Le juste avantage du faible…

« J’espère que vous connaissez votre Gordon, car il est le poète du cheval et du fusil, et il tâte des deux. Maintenant, voici un instrument banal : vue télescopique, double éjecteur, tir sans correction jusqu’à trois cent cinquante mètres. C’est le fusil dont je me suis servi contre les tyrans du Pérou il y a trois ans. J’étais le fléau du Seigneur dans quelques coins, si j’ose dire, et pourtant vous n’en lirez rien dans aucun livre bleu. Certains jours, bébé, on doit se dresser pour le droit et la justice, faute de quoi on ne se sent pas propre, ensuite ! Voilà pourquoi j’ai eu quelques aventures personnelles. Décidées par moi, courues par moi, terminées par moi. Chacune de ces encoches représente un mort, une belle rangée, hein ? Cette grosse-là est pour Pedro Lopez, le roi de tous ; je l’ai tué dans un bras du Putomayo… Voici quelque chose qui est très bien pour vous…

Il s’empara d’un magnifique fusil brun et argent.

« Bonne détente, visée correcte, cinq cartouches dans le chargeur. Vous ferez de vieux os avec lui !

Il me le tendit et referma la porte de l’armoire de chêne.

« Au fait, me demanda-t-il, qu’est-ce que vous savez du Pr Challenger ?

– Je ne l’avais jamais vu avant aujourd’hui.

– Moi non plus. C’est tout de même amusant de penser que nous allons nous embarquer tous les deux sous les ordres, scellés, d’un homme que nous ne connaissons pas. Il me fait l’impression d’un vieil oiseau arrogant. Ses frères de science n’ont pas l’air de l’aimer beaucoup ! Comment en êtes-vous venu à vous intéresser à cette affaire ?

Je lui narrai brièvement mes expériences de la matinée, qu’il écouta avec une intense attention. Puis il sortit une carte de l’Amérique du Sud et l’étala sur la table.

« Je crois que tout ce qu’il vous a dit est vrai, fit-il avec chaleur. Et, ne vous en déplaise, si je parle comme cela, c’est que j’ai de bonnes raisons pour le faire. L’Amérique du Sud, voilà un continent que j’adore ! Si vous la prenez en ligne droite de Darien à Fuego, c’est la terre la plus merveilleuse, la plus grandiose, la plus riche de la planète. Les gens d’ici ne la connaissent pas encore, et ils ne réalisent guère ce qu’elle peut devenir. J’y suis allé, j’en suis revenu ; entre-temps j’y ai passé deux saisons sèches, comme je vous l’ai dit quand j’ai parlé de ma guerre aux marchands d’esclaves. Hé bien, quand j’étais là-bas, j’ai entendu des histoires analogues ! Rabâchages d’Indiens ? Je veux bien ! mais tout de même il y a de quoi les étayer. Plus on avance dans la connaissance de ce pays, bébé, et plus on comprend que tout est possible : tout ! On peut traverser, et on traverse, quelques bras étroits de rivière ; hormis cela, c’est le noir. Maintenant, là, dans le Mato Grosso…

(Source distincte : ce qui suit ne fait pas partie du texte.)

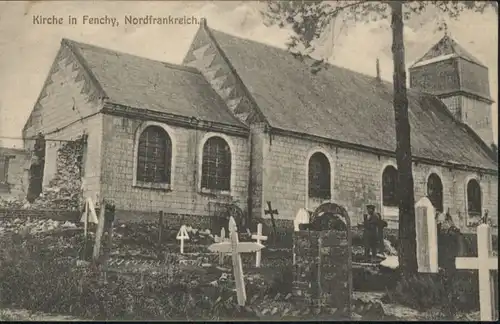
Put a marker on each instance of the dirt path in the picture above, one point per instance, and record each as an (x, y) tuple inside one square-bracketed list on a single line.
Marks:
[(8, 314)]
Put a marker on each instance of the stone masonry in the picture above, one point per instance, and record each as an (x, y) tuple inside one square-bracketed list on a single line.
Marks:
[(322, 266)]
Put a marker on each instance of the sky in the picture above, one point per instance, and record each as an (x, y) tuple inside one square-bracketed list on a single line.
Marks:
[(27, 50)]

Il promena son cigare sur une région de la carte.

« … ou ici, dans cet angle où trois pays se rejoignent, rien ne me surprendrait. Ce type l’a dit tout à l’heure, il y a des milliers de kilomètres de voies d’eau à travers une forêt à peu près aussi grande que l’Europe. Vous et moi nous pourrions nous trouver aussi éloignés l’un de l’autre que d’Écosse à Constantinople, et cependant nous serions tous deux ensemble dans la même grande forêt brésilienne. Au sein de ce labyrinthe, l’homme a juste fait une piste ici et une fouille là. Pourquoi quelque chose de neuf et de merveilleux ne s’y cacherait-il pas ? Et pourquoi ne serions-nous pas les hommes qui le découvririons ? Et puis…

Une joie illuminait son visage farouche quand il ajouta :

« Chaque kilomètre représente un risque sportif. Je suis comme une vieille balle de golf : il y a longtemps que la peinture blanche s’en est allée. La vie peut m’infliger des coups, ils ne marqueront pas. Mais un risque sportif, bébé, voilà le sel de l’existence. C’est alors qu’il fait bon vivre. Nous sommes tous en train de devenir mous, épais, confits.